As difficult as it might be to believe, there is a realm in which the freeform craftiness of Collina Strada coexists with the sparse utilitarianism of Heliot Emil. It’s called AI. Both Hillary Taymour and Julius Juul took the decision to feed their past work into a computer (Juul added this season’s designs as well) and then started editing and puzzling out the machine’s translations of their distinct DNAs into garments that people can wear. In both cases it required human labor. “We’re not at the stage yet,” said Juul, that AI can replace people in the design process.
It makes sense that the Juul brothers (Julius and Victor are creative and business directors, respectively), would be among the first in line to experiment with this new technology. Fashion tends to be shy about such things, often employing a silver-and-white retro-futurism as shorthand for things tech and seems happy to leave it at that. The opposite is the case at Heliot Emil, where the focus is solidly on what’s next. “For us, it’s always been about trying new innovations. We always try to incorporate new things, whether it’s 3D printing or doing a digital show. We want to see how that interacts with what we’re doing so that we don’t just become repetitive,” said Jul.
The brand’s aesthetic is hard, sleek, streamlined, features a lot of hardware, and is not especially emotional. Funnily enough spring’s man-meets-machine lineup had unexpected poetry that was linked to the increase of draping, which took both classical and deconstructed forms. “I think [this AI experiment] has taught me quite a lot about looking inwards,” noted Juul. It also stretched the team creatively on a material level. “It was so interesting to see all of the signatures that the algorithm spits back at you, like the metal details, the trims, those kind of things, but given that it has less boundaries than what we have in reality, it also came back with some very interesting things that if you looked into closely, can’t be created in reality: seams that there’d be no way to finish, or a part coming out of nowhere. That was a very interesting complexity to grasp; the machine doesn’t understand physics in the real world.”
One of the workarounds Juul and team found was to make use of suspension techniques, many of which don’t visibly involve hardware. There was less (puffy) volume and more layers and draping, much of which was overcomplicated but did create a welcome sense of flou, which moved the general vibe from Rick and more in the direction of Ann 2.0. Simply put, this collection was surprisingly pretty. It was also overlong. An edit would have made the message clearer.

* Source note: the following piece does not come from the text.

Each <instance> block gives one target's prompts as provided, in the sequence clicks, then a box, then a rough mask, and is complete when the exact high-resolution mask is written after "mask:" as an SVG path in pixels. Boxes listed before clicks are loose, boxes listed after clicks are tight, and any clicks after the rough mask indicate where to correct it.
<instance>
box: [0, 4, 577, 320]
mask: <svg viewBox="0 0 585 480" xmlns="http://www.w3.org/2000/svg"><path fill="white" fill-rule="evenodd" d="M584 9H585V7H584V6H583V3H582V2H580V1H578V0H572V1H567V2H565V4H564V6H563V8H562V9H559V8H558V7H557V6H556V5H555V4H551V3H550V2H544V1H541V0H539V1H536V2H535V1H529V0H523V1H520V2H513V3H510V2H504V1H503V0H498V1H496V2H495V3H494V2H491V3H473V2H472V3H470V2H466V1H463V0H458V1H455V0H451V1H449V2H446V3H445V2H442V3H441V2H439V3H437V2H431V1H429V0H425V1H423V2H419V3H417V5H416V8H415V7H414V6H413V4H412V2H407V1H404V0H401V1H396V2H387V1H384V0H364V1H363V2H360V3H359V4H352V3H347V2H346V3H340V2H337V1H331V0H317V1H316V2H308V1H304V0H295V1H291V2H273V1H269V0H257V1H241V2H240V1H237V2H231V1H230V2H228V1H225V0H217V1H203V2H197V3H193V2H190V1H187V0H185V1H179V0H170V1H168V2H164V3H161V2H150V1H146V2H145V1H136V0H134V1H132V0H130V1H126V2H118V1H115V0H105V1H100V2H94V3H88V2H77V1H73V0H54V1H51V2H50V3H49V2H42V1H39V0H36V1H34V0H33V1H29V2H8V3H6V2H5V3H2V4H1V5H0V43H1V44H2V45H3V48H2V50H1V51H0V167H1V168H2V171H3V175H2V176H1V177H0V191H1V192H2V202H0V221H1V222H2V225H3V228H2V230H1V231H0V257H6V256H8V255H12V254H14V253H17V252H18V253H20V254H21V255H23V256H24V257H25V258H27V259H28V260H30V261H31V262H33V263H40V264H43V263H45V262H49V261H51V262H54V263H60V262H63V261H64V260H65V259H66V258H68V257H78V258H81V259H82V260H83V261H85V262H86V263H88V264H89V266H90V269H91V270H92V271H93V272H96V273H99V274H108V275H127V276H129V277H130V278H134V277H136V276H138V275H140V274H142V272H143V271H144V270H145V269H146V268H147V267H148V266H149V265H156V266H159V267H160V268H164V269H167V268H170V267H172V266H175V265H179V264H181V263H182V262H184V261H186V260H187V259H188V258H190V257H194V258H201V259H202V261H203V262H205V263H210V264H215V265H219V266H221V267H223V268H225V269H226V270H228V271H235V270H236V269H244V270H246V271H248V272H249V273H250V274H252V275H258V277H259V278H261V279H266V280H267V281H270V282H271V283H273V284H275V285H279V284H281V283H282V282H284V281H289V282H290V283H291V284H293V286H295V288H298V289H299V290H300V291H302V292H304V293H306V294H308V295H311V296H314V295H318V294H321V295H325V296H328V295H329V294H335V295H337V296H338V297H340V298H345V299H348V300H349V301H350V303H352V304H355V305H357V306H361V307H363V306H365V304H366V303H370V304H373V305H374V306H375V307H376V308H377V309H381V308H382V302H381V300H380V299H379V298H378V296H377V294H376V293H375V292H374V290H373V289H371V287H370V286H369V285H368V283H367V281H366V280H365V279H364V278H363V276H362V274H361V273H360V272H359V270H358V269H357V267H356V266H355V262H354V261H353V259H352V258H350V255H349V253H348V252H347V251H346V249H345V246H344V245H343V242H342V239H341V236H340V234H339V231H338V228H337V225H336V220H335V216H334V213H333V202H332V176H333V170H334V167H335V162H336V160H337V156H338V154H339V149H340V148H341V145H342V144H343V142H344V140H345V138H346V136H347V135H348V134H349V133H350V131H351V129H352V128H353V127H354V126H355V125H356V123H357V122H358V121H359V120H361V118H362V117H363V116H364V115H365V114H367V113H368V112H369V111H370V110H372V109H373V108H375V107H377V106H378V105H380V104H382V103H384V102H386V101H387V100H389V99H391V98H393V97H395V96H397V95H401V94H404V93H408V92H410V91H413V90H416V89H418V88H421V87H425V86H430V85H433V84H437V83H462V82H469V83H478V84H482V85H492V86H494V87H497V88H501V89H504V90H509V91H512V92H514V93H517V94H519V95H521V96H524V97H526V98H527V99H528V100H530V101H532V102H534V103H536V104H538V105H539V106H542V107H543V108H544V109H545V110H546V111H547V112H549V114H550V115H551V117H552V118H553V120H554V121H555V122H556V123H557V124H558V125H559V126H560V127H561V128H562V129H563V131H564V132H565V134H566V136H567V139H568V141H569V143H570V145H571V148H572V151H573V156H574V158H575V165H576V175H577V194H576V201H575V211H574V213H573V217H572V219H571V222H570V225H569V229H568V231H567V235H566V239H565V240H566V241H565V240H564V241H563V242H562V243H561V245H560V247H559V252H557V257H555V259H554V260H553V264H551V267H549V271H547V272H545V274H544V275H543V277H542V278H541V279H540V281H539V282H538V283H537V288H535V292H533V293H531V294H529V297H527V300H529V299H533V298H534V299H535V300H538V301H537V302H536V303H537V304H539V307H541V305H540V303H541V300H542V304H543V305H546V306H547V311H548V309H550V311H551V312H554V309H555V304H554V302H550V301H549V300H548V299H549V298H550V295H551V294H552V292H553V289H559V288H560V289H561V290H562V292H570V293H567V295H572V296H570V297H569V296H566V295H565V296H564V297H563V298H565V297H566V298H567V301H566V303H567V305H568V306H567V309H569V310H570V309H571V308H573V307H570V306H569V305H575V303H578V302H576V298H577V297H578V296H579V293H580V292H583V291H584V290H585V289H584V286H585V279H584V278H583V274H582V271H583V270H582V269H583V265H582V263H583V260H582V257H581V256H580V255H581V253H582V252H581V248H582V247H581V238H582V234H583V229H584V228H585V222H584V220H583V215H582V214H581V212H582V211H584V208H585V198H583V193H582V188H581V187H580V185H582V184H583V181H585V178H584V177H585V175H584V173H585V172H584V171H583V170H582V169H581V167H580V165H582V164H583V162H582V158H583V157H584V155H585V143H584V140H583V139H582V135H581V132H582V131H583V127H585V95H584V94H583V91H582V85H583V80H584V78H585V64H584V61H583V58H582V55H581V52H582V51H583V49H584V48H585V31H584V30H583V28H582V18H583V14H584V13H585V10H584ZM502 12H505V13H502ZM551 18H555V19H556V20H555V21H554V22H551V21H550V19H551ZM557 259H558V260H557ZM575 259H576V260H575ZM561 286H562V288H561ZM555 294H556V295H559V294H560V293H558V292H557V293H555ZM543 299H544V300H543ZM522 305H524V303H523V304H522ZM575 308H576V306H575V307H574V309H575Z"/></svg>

The dichotomy between human and machine was echoed in the play of organic against engineered, the material and the abstract. AI, noted Juul struggles with the latter, but designers have to deal with intangibles as well. “Fashion is a reflection of how we all feel and act in one way or another,” he noted. “There are things that we’re consciously doing, and then there are subconscious influences” in collections as well. Heliot Emil is a resolutely intentional brand to which it seems technology brought, or uncovered, an unexpected softness.